Der zu erstrebende Zustand, die wirkliche Errungenschaft des Yogas, die endgültige Vollendung und Erfüllung, auf die alles Übrige nur vorbereitet, ist ein Bewusstsein, dem es unmöglich ist, irgendetwas ohne das Göttliche zu tun, denn ohne das Göttliche verschwindet die eigentliche Ursache eures Handelns. Wissen, Macht, alles ist weg. Doch solange ihr die Kräfte, die ihr benutzt, für die euren haltet, vermisst ihr die Unterstützung des Göttlichen nicht.
Am Anfang des Yoga neigt man dazu, das Göttliche oft zu vergessen. Doch beständige Aspiration stärkt das Erinnern und mindert das Vergessen. Doch nicht mit strenger Disziplin oder aus Pflicht sollte diese Aspiration aufrechterhalten werden. Sie muss eine Regung voller Liebe und Freude sein. So wird sehr bald ein Zustand erreicht, in dem man sich einsam, traurig und elend fühlt, wenn man nicht in jedem Augenblick und bei allem, was man tut, der Gegenwart des Göttlichen bewusst ist.
Wann immer ihr bemerkt, dass ihr etwas tun könnt, ohne die Gegenwart des Göttlichen zu empfinden, und es euch dabei sehr wohl ist, müsst ihr einsehen, dass ihr in jenem Teil eures Wesens nicht hingegeben seid.
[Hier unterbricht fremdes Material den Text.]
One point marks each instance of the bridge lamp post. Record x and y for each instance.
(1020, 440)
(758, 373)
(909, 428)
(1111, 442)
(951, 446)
Auf diese Weise lebt der gewöhnliche Mensch, der keineswegs das Gefühl hat, das Göttliche zu brauchen. Doch für einen Sucher des Göttlichen Lebens ist das ganz anders. Wenn ihr die Einheit mit dem Göttlichen ganz und gar verwirklicht habt, würdet ihr einfach tot umfallen, wenn das Göttliche sich auch nur für eine Sekunde von euch zurückziehen würde. Denn das Göttliche ist nun das Leben eures Lebens, eure ganze Existenz, eure einzige und vollständige Unterstützung. Wenn das Göttliche nicht da ist, bleibt nichts übrig.

Worte der Mutter
Ebenso gibt es in der Arbeit eine Disziplin. Sie besteht darin, keine Vorlieben zu haben und alles, was man tut, mit Interesse zu tun. Für jemanden, der in der Selbstvollendung wachsen will, gibt es keine großen oder kleinen Aufgaben, keine wichtigen und unwichtigen. Alle sind gleich nutzbringend für denjenigen, der nach Fortschritt und Selbstmeisterung strebt. Es wird gesagt, man tue eine Sache nur dann gut, wenn man sie mit Interesse tut. Das ist wahr, aber es ist ebenso wahr, dass man lernen kann, an allem Interesse zu finden, selbst an den scheinbar unbedeutendsten Hausarbeiten. Das Geheimnis zu dieser Fähigkeit liegt im Drang nach Selbstvollendung. Welcher Beruf oder welche Aufgabe dir auch immer bestimmt ist, du musst sie mit einem Willen zum Fortschritt ausführen. Was immer man tut, man muss dabei nicht nur sein Bestes geben, sondern gleichsam immer in einer beharrlichen Anstrengung darum bemüht sein, es immer besser und vollkommener zu machen. Auf diese Weise wird alles ohne Ausnahme interessant, von der materiellsten Routinearbeit bis hin zur künstlerischsten und intellektuellsten Arbeit. Die Raum für Weiterentwicklung ist unendlich und kann die kleinste Sache einschließen.